The throbbing in my temple takes my breath away, and it leaves me feeling so nauseas and dizzy. I’m not entirely sure of what is up or down. I have to stop them before they get out, we aren’t going to make it, and they don’t it. I turn in my seat so that I’m facing Gabe completely, but he doesn’t even acknowledge me.

Alright, now I’m really getting pissed off, what is with them being all non-talky?

“Something doesn’t feel right, there are too many of the dead out there. You guys do see that there isn’t a way through the wall right?”

They continue packing up as if I didn’t even say anything to them, they heard me right? It’s not like I just thought it, I said it out loud; didn’t I? I’m about to scream at them to freaking listen to me and stop acting like the jackasses they all are, when a sharp pain through my head makes me cry out and close my eyes.

I lean back into the seat of the car, and bite my lip as waves and waves of pain course through my temple. It takes everything I have, which isn’t much at the moment, to open my eyes and glance at Gabe. It brings tears to my eyes to see him not even noticing what is happening to me. They must have heard me cry out?

My own ears are ringing from the sound echoing through the small space of the car.

That’s when my vision takes the opportunity to start going cloudy on me, and I have to struggle to keep breathing in and out. Which is harder than it looks, especially when nausea has come back for the party with the pain and dizziness; hell it’s one big shindig all in my head and body. All I want to do in this moment is to close my eyes and ride out the pain until it passes, but Gabe and the others have a change of plans.

They are reaching for the door handles now, as if there aren’t hundreds of the dead just centimeters away from the doors.
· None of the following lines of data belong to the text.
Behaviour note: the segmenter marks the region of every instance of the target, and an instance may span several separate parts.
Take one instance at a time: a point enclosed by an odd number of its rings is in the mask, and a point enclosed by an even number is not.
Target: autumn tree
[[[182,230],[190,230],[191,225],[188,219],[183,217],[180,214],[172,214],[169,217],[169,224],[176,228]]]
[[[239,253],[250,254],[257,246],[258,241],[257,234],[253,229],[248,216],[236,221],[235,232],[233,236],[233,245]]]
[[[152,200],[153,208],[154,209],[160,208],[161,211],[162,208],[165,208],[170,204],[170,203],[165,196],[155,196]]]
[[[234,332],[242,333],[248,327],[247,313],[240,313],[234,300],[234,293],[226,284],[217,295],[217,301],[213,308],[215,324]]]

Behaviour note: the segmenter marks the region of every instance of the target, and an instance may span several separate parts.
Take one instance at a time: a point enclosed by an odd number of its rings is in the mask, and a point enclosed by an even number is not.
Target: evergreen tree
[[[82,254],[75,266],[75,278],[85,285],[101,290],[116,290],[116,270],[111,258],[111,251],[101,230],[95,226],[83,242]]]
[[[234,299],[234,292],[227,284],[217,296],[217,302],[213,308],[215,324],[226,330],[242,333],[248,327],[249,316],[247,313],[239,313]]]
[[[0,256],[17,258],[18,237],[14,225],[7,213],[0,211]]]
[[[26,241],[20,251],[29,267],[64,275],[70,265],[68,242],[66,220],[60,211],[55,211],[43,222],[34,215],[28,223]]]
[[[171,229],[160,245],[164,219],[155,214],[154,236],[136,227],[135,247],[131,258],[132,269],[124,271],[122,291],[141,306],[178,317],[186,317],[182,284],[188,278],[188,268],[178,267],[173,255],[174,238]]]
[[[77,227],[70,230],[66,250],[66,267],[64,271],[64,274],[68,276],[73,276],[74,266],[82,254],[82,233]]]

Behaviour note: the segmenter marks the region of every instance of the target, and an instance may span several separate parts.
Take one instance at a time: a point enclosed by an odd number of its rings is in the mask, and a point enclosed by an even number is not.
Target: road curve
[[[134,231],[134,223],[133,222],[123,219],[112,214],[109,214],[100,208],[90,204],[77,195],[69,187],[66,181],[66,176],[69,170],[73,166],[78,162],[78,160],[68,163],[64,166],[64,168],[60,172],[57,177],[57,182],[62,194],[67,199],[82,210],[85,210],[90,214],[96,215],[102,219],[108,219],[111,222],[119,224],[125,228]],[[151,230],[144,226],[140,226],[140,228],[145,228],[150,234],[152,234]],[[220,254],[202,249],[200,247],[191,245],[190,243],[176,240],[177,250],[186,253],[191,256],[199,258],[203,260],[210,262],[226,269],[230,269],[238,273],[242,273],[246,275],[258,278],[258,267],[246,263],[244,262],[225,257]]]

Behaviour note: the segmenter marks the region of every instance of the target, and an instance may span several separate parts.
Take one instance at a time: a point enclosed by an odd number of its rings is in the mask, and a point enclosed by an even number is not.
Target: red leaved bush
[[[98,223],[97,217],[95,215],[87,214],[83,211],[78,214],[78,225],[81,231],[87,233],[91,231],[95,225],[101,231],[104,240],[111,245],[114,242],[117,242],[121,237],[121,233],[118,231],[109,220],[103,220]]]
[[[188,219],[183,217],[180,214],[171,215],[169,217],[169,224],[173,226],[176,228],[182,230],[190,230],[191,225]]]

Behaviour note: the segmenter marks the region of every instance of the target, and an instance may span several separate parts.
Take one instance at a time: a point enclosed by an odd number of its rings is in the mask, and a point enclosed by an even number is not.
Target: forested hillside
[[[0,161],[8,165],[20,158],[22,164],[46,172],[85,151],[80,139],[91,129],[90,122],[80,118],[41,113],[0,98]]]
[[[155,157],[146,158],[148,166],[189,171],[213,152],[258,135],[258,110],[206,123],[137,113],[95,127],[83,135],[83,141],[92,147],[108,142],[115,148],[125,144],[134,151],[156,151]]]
I feel like I’m caught in a bad dream, Gabe was just telling me moments ago how much he wanted to live through this with me, is now ignoring me.

Maybe they are just working together to get me to stay in the car, since they can see how sick I’m feeling?

That seems like a logical solution, but wouldn’t they clue me in on it? I’d like to believe that they aren’t purposely ignoring me, but for the life of me, it feels like it’s something worse. Ever since I woke up at the Collisee in Gabe’s arms, something has felt off to me, and it’s just getting worse. Maybe it’s not them that is wrong, what if it’s me?

I don’t have time to ponder this though, because they are all climbing out without pause.